Mises Daily Blog: Macro Confusion: Inflation, Commodities and the Fed

12 05 2011

On the Von Mises Institute Daily index is an article by Kel Kelly dated May 12, 2011 on general macroeconomic misunderstanding of the root causes of our current economic situation.  The article can be found at the following web reference:


Following are a few key sections that are particularly relevant to today’s concerns about commodity price inflation and the role or economic impacts of monetary actions by the U.S. Federal Reserve bank.


Will the Fed Raise Rates?

The discussion began with CNBC’s in-house economist Steve Liesman discussing whether the Fed should raise rates in response to reports of soaring wholesale inflation numbers. He explains that the Fed “has so far concluded that it would be the wrong medicine right now for the problem.”

That alone brings us the first concern: It is difficult to imagine that the Fed has actively decided not to raise rates, when the fact is that — as things stand — it could not raise rates even if it wanted to (and it might want to). It can raise treasury rates by ceasing to buy treasuries, but it can’t raise the federal-funds rate.

The Fed raises the federal-funds rate via open-market operations that withdraw money from the federal-funds market, making money more expensive. But given the massive amount of excess reserves that the banks hold at the Fed, it is virtually impossible for the Fed to withdraw all the reserves it has created without causing massive economic damage. Therefore, it is the excess money on the market that is keeping rates near zero. Thus, the banks — not the Fed — are in charge of interest rates.


Regarding the root cause of commodity price inflation, Kelly writes…

But the demand for commodities and the prices of other goods have not been falling. Why? Because what is driving up commodity prices — while the prices of all other goods are rising at the same time — is simply an increase in the quantity of money.
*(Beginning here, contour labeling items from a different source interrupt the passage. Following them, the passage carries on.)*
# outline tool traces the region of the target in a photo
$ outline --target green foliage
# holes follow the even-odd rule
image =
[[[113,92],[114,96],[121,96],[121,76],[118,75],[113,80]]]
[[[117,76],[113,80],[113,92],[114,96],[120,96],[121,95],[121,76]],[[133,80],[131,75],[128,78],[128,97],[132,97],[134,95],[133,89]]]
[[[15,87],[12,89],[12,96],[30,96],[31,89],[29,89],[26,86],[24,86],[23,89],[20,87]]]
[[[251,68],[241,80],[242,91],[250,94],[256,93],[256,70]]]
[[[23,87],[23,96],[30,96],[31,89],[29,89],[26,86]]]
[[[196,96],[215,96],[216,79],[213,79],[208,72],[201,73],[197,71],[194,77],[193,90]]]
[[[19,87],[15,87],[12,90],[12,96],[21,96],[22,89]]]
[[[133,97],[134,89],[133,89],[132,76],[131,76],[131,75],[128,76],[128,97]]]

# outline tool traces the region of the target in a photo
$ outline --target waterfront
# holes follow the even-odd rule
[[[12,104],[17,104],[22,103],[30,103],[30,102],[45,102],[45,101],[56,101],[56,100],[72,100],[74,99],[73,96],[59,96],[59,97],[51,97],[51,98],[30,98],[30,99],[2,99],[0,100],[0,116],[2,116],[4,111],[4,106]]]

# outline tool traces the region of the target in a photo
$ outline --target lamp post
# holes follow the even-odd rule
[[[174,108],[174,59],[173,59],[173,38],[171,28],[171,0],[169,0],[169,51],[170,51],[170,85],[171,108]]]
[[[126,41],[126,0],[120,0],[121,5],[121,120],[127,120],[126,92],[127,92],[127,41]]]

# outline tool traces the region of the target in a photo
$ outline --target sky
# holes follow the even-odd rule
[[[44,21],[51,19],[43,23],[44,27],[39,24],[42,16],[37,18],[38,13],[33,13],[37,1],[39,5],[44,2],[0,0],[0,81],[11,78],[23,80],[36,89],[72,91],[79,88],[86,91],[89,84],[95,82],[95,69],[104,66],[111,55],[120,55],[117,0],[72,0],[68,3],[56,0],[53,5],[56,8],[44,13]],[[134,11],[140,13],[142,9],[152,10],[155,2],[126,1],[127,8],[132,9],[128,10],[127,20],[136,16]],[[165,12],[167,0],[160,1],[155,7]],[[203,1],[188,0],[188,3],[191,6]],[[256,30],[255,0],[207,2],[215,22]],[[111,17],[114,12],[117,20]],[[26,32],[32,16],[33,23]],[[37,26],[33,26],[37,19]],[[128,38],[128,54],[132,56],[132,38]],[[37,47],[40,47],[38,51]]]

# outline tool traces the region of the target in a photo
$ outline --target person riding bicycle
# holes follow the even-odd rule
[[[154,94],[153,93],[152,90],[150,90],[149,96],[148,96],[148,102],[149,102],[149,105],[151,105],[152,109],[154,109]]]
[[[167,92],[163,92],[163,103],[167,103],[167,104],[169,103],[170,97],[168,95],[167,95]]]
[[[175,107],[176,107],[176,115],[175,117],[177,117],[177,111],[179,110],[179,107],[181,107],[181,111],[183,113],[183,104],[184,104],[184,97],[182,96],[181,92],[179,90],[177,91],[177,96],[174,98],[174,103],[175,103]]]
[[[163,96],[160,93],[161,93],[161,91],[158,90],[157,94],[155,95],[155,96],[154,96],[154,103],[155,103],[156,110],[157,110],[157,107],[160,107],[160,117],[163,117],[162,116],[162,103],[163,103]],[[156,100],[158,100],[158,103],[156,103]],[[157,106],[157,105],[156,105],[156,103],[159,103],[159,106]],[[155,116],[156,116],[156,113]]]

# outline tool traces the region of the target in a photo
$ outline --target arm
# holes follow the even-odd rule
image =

Market participants are bidding up the price of commodities, along with consumer goods and stock and bond prices (and, formerly, real-estate prices) with the additional money they are receiving from the central bank.

Rising asset prices are the manifestation of inflation. The prices of financial instruments and commodities are rising more rapidly than consumer prices because they are traded on exchanges, where banks, insurance companies, hedge funds, and the like insert funds newly borrowed at cheap rates from the world’s central banks. Further, foreign central banks themselves redirect reserves earned from the US trade deficit into the financial markets. Therefore, new money flows disproportionately into the asset markets relative to the real economy.


Regarding Fed policies and the impact on commodity prices….

The Fed officials are saying that if they raise interest rates and/or reduce money supply growth, the economy will slow. They are therefore saying that the economy is being driven — or at least pushed along — by low rates and by money and credit “being available” (as they would say). Therefore, the growing economy, in their view, causes a “demand” for commodities. They don’t say that it is a monetary demand — just a general “demand.”But they also acknowledge that if this demand were reduced with “monetary policy tools,” demand for commodities would fall. Thus, they are simultaneously saying that their policies are not driving commodities prices higher, but that if they undo their policies, commodities prices will fall. The fact is that it is their money pumping that is driving both GDP growth and commodities prices — but not the real economy.


All this is food for thought in regards to the impact of Fed policies based on Keynesian economic theory on commodity price inflation – as we have seen both ups and downs in recent weeks and months.